Gosto muito do primeiro álbum do RPM, Revoluções por Minuto. Achava que era um trabalho diferente no panorama do rock brasileiro, em música e letra. O grupo tinha um estilo diferente, alguma coisa que soava progressiva, havia influência disso, mas que não era exatamente progressiva.

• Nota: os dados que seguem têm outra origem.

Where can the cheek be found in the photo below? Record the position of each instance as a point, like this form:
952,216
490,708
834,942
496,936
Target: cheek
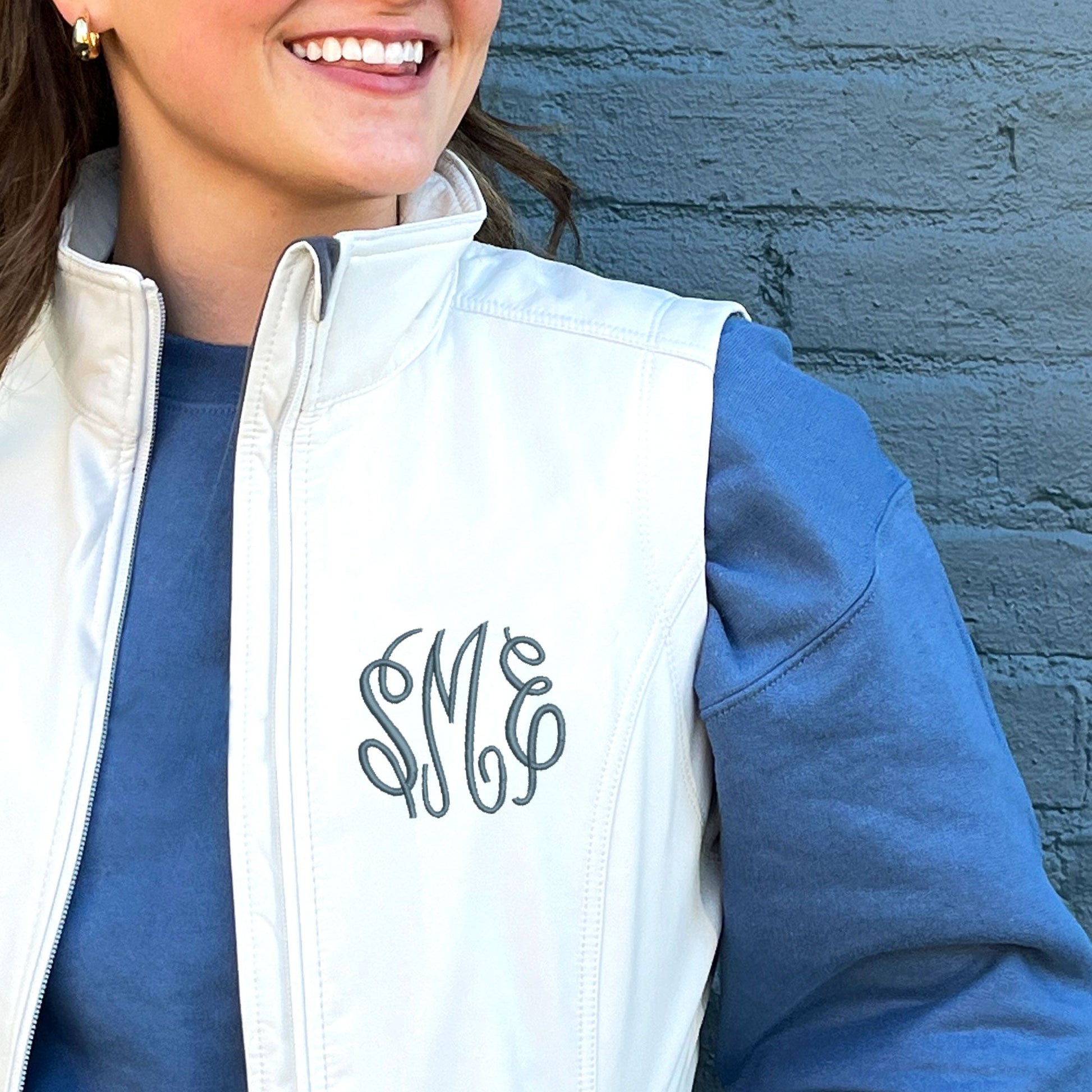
200,56
474,22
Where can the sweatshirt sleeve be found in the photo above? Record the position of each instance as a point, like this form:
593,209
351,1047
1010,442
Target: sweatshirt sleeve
888,924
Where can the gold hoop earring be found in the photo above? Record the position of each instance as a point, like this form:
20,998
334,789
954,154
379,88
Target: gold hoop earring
84,40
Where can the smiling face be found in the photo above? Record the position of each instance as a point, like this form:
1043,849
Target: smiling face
323,98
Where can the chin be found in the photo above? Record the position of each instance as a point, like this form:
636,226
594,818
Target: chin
365,171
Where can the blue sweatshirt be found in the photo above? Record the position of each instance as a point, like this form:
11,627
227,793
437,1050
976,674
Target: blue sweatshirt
888,923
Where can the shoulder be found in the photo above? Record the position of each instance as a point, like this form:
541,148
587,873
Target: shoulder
518,286
797,488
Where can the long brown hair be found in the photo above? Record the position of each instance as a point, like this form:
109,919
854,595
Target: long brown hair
55,109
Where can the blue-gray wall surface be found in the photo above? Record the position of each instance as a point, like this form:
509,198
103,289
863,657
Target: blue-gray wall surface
906,188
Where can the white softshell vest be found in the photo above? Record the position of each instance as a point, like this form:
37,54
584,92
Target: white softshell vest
469,792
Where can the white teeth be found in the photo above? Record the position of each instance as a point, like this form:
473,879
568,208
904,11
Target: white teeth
373,52
369,51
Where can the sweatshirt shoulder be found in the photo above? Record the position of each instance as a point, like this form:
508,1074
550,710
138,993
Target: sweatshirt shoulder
797,489
518,286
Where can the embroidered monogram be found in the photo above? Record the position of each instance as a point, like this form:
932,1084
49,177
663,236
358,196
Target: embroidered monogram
478,765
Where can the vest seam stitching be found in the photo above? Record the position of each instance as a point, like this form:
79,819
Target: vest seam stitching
588,1043
307,450
80,273
686,747
322,404
248,839
68,769
617,336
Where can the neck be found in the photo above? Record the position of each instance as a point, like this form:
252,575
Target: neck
210,234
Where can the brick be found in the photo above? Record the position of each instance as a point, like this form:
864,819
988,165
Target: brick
1048,26
1027,462
948,290
1047,724
585,25
937,140
1021,592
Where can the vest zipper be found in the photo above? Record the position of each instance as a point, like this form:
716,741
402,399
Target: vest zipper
109,695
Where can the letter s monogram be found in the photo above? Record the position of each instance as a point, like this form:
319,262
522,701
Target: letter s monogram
406,772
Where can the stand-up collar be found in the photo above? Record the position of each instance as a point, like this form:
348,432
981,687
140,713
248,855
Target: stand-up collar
383,293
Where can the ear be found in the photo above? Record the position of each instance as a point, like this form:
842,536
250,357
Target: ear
99,12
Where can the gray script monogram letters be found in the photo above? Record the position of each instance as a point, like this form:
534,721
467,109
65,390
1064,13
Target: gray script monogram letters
400,756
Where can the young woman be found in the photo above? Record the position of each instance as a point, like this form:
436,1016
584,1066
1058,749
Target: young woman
480,525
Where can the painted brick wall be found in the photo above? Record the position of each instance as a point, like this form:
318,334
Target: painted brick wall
906,188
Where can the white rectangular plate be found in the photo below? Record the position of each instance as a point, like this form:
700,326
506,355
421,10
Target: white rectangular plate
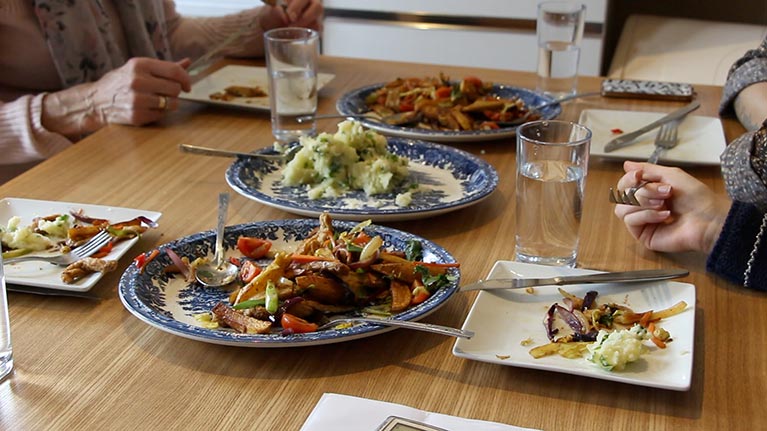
43,274
701,139
503,319
248,76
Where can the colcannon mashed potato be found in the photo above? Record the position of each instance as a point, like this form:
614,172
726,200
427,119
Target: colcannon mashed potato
40,236
353,158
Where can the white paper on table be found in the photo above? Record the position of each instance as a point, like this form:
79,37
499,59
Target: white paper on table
346,413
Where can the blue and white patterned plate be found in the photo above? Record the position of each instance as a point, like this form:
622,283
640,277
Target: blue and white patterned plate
448,178
353,103
170,304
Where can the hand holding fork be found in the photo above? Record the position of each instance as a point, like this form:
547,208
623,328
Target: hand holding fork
666,139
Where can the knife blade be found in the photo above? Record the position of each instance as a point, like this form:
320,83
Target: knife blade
203,60
628,138
605,277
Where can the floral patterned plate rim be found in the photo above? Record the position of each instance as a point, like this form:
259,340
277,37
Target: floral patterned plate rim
170,304
353,103
449,179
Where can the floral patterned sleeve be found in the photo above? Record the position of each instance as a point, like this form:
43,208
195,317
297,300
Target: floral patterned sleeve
193,36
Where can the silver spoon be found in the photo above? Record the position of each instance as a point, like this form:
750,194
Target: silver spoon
218,273
522,119
193,149
420,326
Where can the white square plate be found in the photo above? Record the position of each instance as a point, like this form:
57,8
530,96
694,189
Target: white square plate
701,139
502,319
247,76
43,274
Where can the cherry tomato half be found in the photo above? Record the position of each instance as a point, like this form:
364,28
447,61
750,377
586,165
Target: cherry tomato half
254,248
296,324
249,271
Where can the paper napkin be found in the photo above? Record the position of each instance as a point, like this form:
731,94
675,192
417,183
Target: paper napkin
346,413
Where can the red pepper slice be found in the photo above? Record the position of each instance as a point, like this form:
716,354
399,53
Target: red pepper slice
296,324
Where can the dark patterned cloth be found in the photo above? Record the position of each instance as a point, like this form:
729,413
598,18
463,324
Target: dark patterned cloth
744,168
81,41
733,249
749,69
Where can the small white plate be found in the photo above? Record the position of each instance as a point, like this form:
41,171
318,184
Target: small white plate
247,76
503,319
701,139
43,274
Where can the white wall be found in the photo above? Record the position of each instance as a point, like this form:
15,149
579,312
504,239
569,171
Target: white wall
212,7
493,48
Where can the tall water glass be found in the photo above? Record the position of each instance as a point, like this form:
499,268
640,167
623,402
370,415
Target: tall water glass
291,62
552,162
560,32
6,352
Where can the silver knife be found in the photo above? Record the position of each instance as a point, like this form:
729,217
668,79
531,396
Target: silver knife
205,58
605,277
628,138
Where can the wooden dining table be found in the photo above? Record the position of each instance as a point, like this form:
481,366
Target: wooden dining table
88,363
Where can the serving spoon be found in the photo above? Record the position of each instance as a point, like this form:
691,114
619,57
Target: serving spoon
206,151
219,273
408,324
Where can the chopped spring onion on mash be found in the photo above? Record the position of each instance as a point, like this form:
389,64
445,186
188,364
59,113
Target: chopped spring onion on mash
614,350
353,158
33,238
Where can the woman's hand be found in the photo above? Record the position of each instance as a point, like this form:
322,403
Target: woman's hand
298,13
678,212
138,93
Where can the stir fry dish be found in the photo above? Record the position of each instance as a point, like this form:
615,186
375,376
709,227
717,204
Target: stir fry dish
440,104
63,232
329,273
610,335
235,91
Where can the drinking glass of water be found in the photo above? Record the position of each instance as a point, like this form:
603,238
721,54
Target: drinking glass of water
6,352
291,62
560,32
552,162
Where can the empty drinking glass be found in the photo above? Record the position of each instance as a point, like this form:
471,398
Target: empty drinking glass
560,32
291,62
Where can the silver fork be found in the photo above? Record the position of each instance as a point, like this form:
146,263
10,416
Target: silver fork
666,139
286,156
91,246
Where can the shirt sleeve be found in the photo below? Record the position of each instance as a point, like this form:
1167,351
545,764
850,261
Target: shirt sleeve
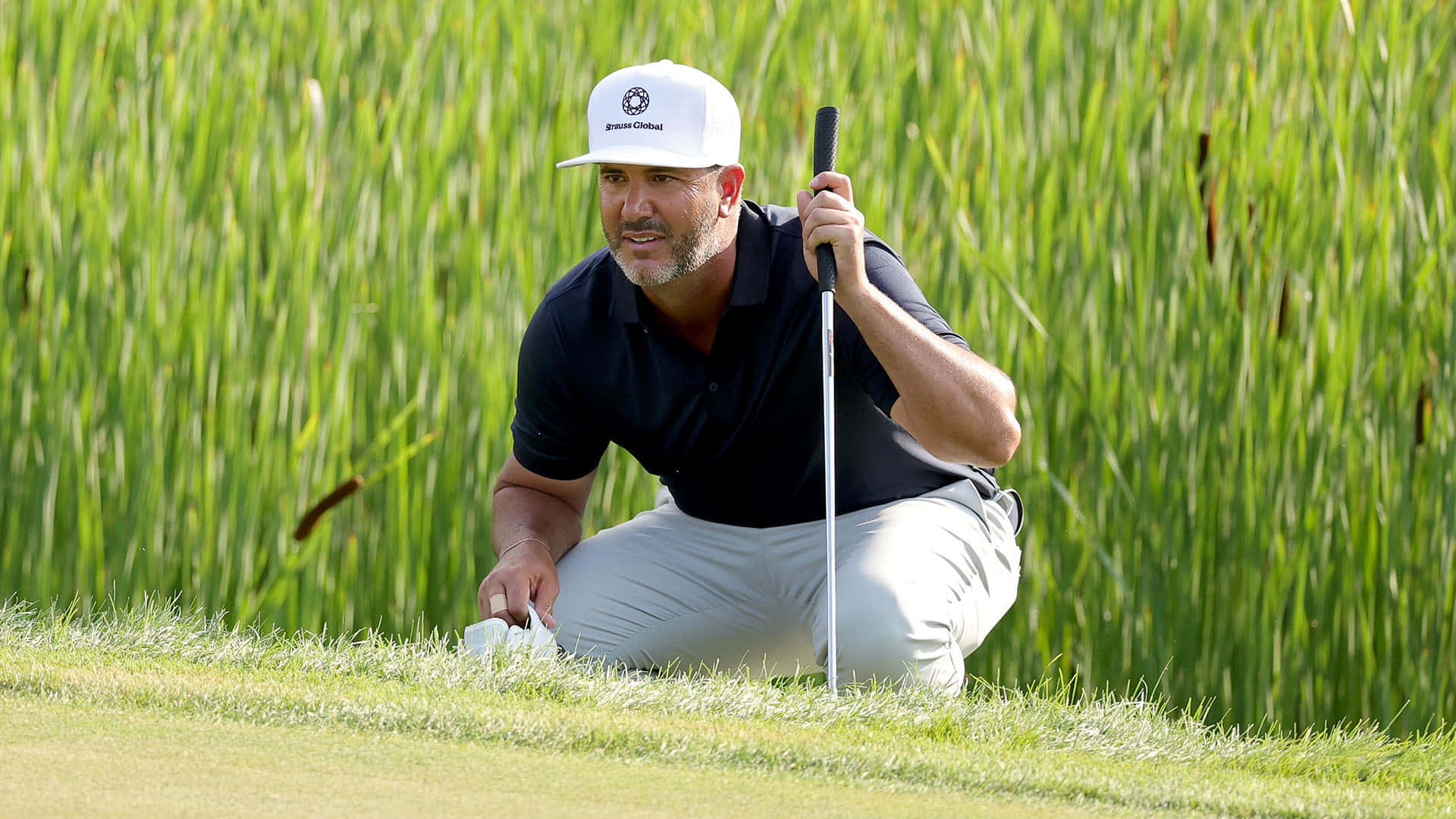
554,430
889,273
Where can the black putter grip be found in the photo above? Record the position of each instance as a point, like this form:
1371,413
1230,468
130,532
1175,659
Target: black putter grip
826,146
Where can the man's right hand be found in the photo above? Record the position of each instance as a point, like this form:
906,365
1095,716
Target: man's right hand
525,573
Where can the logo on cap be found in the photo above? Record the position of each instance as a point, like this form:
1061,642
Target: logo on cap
634,101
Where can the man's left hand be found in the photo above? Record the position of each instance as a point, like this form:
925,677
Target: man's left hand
830,216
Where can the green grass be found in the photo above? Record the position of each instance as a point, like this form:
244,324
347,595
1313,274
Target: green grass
212,302
156,686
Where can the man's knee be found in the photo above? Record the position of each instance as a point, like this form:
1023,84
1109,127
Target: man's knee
897,637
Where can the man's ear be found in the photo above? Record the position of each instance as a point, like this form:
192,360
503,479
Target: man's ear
730,190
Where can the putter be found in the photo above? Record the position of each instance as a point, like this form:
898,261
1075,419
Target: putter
826,145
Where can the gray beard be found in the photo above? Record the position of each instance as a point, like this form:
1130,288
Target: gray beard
688,254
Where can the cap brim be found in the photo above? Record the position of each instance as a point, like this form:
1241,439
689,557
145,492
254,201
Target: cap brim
650,156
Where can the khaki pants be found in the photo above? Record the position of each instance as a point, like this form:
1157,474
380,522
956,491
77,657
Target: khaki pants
921,582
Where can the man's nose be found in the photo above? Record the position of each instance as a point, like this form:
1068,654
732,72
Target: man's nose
638,202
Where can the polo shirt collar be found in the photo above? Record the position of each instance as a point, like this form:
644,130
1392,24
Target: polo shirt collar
750,275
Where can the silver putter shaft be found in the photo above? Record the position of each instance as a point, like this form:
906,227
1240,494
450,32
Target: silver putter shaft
826,146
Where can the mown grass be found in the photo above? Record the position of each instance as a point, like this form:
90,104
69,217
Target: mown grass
1097,751
220,286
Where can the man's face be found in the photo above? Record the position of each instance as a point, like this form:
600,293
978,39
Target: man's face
658,222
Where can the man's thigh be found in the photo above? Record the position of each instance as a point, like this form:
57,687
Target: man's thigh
921,582
669,591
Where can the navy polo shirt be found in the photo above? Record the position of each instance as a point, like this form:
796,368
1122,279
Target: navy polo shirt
737,436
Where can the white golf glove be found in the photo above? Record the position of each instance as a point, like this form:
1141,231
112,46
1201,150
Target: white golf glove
482,639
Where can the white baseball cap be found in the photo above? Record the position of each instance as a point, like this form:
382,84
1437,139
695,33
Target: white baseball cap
660,114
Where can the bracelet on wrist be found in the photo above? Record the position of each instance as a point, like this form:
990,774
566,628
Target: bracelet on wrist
519,542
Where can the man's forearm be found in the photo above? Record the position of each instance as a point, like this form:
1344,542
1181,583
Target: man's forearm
952,401
522,512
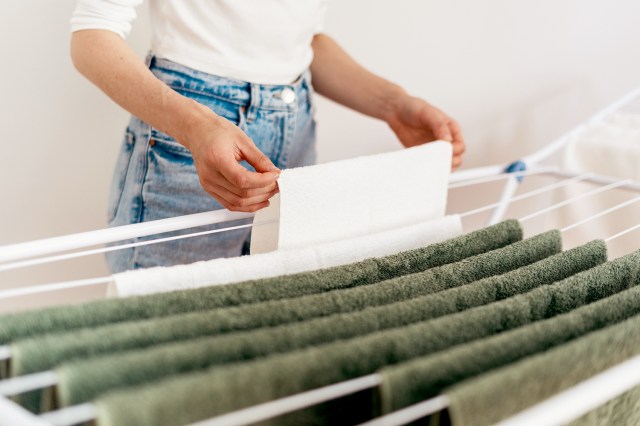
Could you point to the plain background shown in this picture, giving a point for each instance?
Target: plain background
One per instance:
(515, 74)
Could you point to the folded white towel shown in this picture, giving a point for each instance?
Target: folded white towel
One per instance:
(237, 269)
(349, 198)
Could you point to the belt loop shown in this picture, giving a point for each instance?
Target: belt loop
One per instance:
(254, 102)
(149, 61)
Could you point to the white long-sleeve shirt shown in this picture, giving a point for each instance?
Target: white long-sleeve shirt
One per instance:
(260, 41)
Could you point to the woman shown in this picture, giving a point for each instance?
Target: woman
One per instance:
(223, 104)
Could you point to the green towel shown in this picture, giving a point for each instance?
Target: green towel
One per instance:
(80, 381)
(44, 352)
(623, 410)
(58, 319)
(502, 393)
(423, 378)
(196, 396)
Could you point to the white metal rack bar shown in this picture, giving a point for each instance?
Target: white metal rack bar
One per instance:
(47, 246)
(577, 401)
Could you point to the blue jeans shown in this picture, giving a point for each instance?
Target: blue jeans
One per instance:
(155, 177)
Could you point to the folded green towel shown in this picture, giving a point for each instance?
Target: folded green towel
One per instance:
(80, 381)
(623, 410)
(425, 377)
(58, 319)
(504, 392)
(195, 396)
(44, 352)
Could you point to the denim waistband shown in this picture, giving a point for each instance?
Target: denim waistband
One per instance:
(188, 81)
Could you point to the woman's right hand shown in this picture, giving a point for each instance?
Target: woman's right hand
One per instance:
(217, 147)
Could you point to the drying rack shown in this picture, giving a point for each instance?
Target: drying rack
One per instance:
(560, 409)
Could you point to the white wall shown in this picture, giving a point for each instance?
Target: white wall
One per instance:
(515, 74)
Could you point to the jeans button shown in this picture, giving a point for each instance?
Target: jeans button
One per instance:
(287, 95)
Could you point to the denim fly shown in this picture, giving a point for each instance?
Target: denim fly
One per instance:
(155, 177)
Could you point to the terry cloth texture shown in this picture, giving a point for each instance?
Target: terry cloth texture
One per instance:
(60, 319)
(426, 377)
(44, 352)
(369, 201)
(282, 262)
(187, 398)
(623, 410)
(507, 391)
(80, 381)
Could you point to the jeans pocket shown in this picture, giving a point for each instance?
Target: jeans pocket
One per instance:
(120, 174)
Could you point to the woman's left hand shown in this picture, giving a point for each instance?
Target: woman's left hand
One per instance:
(416, 122)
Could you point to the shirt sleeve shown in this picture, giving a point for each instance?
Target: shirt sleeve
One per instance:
(112, 15)
(322, 13)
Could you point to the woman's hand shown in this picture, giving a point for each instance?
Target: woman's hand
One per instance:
(415, 122)
(217, 147)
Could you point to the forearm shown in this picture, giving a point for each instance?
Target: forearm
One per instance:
(107, 61)
(338, 77)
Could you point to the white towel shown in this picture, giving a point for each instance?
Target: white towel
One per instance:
(237, 269)
(349, 198)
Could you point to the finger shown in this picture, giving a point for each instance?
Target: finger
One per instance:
(256, 158)
(237, 201)
(442, 132)
(219, 179)
(241, 178)
(234, 203)
(458, 148)
(456, 161)
(456, 132)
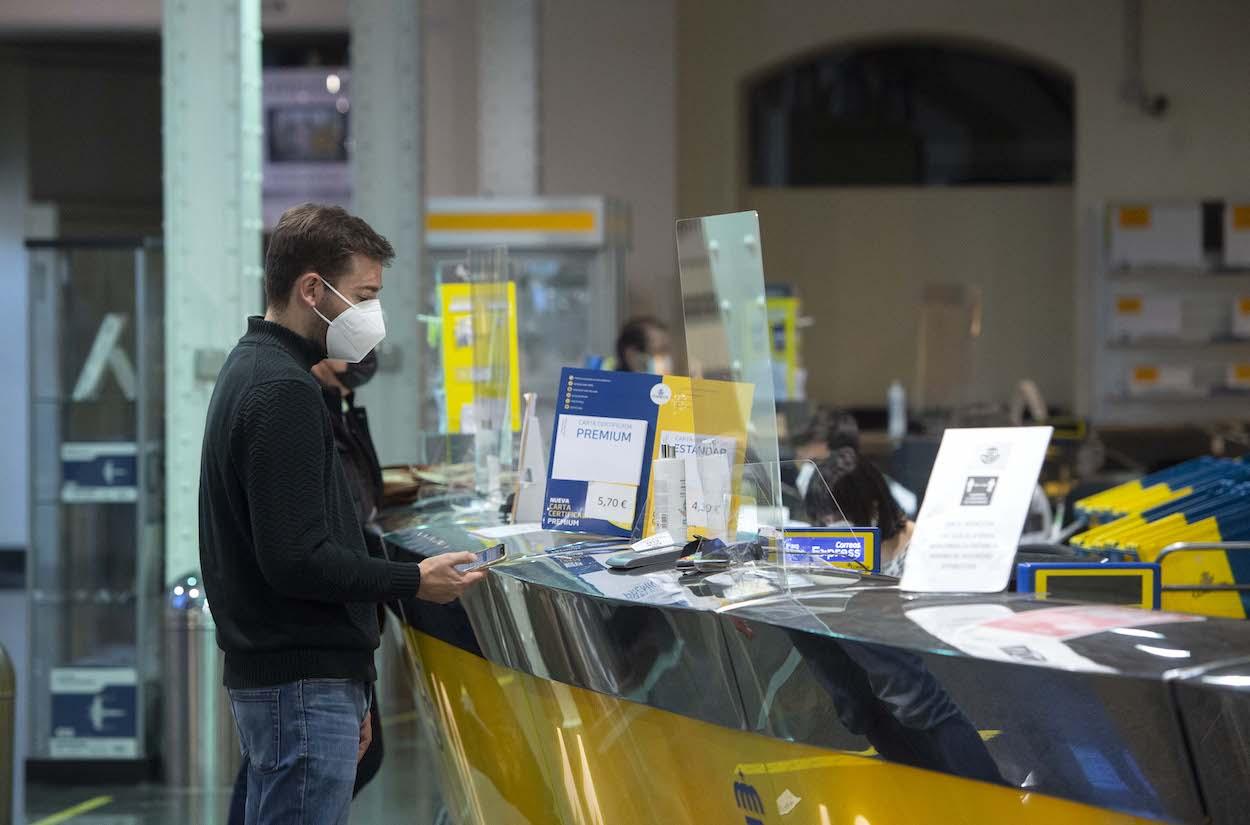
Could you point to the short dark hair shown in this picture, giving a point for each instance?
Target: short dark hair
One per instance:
(859, 490)
(833, 428)
(634, 336)
(318, 238)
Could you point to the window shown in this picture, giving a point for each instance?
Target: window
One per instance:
(924, 114)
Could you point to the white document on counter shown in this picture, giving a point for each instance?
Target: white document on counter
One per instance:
(974, 509)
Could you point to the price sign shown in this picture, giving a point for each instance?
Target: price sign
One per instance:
(610, 501)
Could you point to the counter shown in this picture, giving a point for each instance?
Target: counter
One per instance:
(563, 691)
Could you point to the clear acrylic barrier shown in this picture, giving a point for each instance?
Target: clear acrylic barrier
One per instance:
(726, 326)
(804, 503)
(491, 369)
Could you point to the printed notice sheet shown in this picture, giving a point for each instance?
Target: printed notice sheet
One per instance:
(974, 509)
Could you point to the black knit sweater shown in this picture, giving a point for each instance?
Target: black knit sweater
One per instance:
(290, 581)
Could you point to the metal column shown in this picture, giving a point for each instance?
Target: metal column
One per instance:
(508, 93)
(213, 228)
(389, 194)
(14, 455)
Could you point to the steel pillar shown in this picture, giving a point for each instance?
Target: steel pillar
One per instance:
(389, 193)
(508, 94)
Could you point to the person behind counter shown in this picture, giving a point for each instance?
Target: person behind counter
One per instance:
(865, 500)
(828, 431)
(644, 346)
(290, 580)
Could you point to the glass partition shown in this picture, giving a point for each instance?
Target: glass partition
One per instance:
(493, 331)
(96, 563)
(726, 329)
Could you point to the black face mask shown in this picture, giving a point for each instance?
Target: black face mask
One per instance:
(359, 374)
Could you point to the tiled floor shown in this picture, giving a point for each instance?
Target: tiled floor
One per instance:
(404, 793)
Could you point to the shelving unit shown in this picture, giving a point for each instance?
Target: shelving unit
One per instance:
(1193, 308)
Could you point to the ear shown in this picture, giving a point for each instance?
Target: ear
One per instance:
(308, 289)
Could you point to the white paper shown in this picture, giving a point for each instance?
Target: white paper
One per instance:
(663, 539)
(506, 530)
(593, 448)
(610, 501)
(974, 509)
(788, 801)
(969, 628)
(1034, 636)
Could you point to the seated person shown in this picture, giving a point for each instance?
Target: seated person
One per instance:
(825, 431)
(864, 496)
(643, 346)
(830, 430)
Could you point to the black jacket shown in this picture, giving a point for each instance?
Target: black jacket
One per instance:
(290, 581)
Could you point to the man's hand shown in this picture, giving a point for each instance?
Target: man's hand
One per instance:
(440, 580)
(366, 735)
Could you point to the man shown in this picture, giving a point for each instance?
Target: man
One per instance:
(293, 585)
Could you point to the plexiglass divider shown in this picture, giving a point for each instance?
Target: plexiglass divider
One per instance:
(726, 330)
(489, 276)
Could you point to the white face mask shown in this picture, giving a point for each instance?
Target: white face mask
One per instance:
(356, 331)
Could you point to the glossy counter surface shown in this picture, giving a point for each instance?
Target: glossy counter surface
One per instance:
(1135, 711)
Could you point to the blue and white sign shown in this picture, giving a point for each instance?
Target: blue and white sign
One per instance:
(99, 471)
(94, 713)
(844, 546)
(601, 449)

No meio do sucesso da turnê, saiu o Rádio Pirata ao Vivo. Quando você grava um disco no estúdio, ainda que muito ensaiado, ele soa verde. Tudo acaba ficando bem melhor depois que vai para a estrada. Acho que a intenção do RPM, com o disco ao vivo, foi registrar um trabalho musical, que – depois de lançado em disco, depois de todos os shows, as turnês etc – acabou ficando melhor.
Muita gente comparou a trajetória do RPM com a do Secos & Molhados, mas creio que a única ponte entre o que eu vivi e o que eles viveram seja o fato de as duas bandas terem acabado no auge. Só isso. Até porque o S&M tinha um atitude rock, uma pegada rock, mas não fazia rock’n’roll – eu até me impressiono de as pessoas pegarem o que fiz com os Secos e acharem que aquilo era uma banda de rock.
Em relação ao Paulo Ricardo, especificamente, eu achava que ele havia sido hiperexposto. Eu até avisava para ele: “Isso é um perigo. Essa imprensa que hoje está te glorificando e pondo você lá nas alturas pode no ano que vem estar te achincalhando. Não acredite nisso, não se exponha tanto, se poupe, apareça menos”. Mas como é que você vai dizer isso para uma pessoa com a idade que ele tinha, ainda mais com todo aquele sucesso estrondoso?
Na hora em que a coisa detonou mesmo, eu até nem permaneci junto – afinal, eu também tinha minha vida, minha carreira. Eles seguiram sozinhos, com o Poladian, e foi realmente um grande sucesso.
O grupo estava no auge da batida, eu estava enxergando o RPM com os olhos de uma pessoa que já tinha experiência, que já havia passado por aquilo de uma certa maneira – só que sempre lidei bem com isso, porque só me expunha quando estava trabalhando, no palco. Fora disso, eu me recolhia sempre. Era nesse sentido que eu os aconselhava, de não se expor tanto, de tomar cuidado.
Quando me afastei, após uns quatro meses de trabalho, não havia nenhum tipo de perturbação entre eles, ainda estava tudo bem. Depois eu e o Paulo continuamos amigos, e eu fiquei assistindo ao grupo, vendo os shows, sabendo do que acontecia com a banda por meio da cobertura da imprensa, até a sua separação, em fevereiro de 1989.
Ney Matogrosso é o maior showman do Brasil e dirigiu muitos outros shows de sucesso depois de Rádio Pirata. Depoimento cedido a Ricardo Schott.